From the wonderful Retronaut – these fantastic geometric paint schemes used during World War I were not designed to hide the ships as to make range-finding difficult and make it more difficult for enemy gunners to find their target.
Read about dazzle-painted warships here. Google finds a many examples here.
My thanks to Malcolm Woods for spotting this one!
PS – Inspired by his discoveries, Malcolm went on to find more examples of dazzle in art and elsewhere, including this painting of the Olympic, paintings by John Everett, and examples of a very demure 1919 fashion for dazzle swimsuits published by the weblog Camoupedia.

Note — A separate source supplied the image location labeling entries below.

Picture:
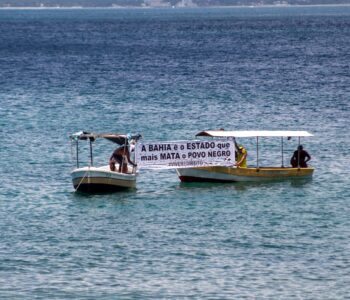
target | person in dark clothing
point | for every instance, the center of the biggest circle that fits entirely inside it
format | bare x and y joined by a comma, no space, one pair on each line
300,156
118,157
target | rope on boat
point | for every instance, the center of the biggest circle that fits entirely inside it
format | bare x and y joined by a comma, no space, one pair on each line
82,179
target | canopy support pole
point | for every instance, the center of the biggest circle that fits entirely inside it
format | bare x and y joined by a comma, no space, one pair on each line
299,152
77,152
282,151
257,152
91,159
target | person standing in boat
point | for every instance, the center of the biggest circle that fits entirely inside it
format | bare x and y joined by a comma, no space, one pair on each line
241,155
121,155
301,156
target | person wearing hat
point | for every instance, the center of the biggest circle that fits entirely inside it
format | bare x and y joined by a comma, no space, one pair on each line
241,156
121,155
300,158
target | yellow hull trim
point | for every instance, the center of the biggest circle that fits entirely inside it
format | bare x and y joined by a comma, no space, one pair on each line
270,172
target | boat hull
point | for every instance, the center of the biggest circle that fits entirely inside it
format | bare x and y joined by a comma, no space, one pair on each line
230,174
101,180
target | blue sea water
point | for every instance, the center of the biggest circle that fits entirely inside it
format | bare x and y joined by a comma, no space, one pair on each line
168,74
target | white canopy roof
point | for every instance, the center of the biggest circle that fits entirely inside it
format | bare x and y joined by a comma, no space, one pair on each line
253,133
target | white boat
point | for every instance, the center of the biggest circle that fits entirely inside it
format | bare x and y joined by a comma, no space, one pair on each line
91,179
250,174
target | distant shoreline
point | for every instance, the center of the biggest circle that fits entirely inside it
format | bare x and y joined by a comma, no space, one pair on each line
166,7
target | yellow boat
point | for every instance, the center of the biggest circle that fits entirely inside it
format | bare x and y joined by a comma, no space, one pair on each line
252,174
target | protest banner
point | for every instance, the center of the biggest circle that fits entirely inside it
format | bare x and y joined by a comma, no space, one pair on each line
184,154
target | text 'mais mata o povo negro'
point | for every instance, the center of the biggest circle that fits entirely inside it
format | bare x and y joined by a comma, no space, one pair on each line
184,154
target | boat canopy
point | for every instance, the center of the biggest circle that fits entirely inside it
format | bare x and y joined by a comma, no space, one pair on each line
253,133
117,138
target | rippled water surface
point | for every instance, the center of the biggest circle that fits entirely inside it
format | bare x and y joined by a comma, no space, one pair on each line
169,74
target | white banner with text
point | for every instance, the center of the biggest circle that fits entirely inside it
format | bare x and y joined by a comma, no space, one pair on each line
184,154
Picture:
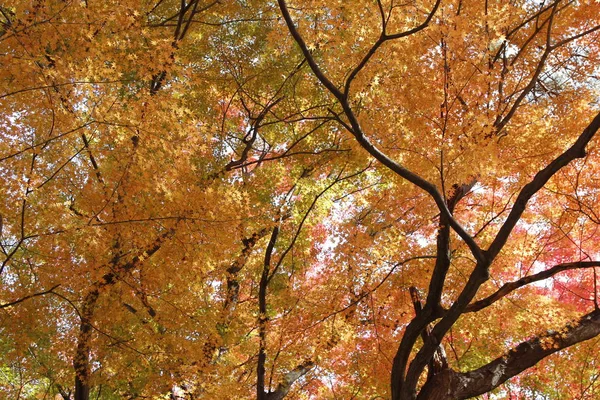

There are still more here, including an article headed ‘Camouflage Sylphs on Coney Island an Optical Illusion: Stripes of Bathing Costumes Used by Plump Persons to Conceal Full Extent of Their Plumpness’ – this concludes thus:
‘Following the service yesterday of fourteen summons upon persons who appeared in the streets in uncovered bathing suits the suggestion was made that camouflage might be perfected to the point where it would hide offenders from the eagle-eyed Coney Island police.’
Elsewhere, a fashion writer puts it this way:
‘If you see coming toward you a woman who in some unaccountable way seems to melt into a sort of rainbow mass above the shoulders, don’t be alarmed; try to find her hat.’
Gosh. Swimming costumes are a bit of a departure for this weblog. If you need more images of dazzle-painted ships to return things to their usual calm order, there are many more examples on the Google Image search.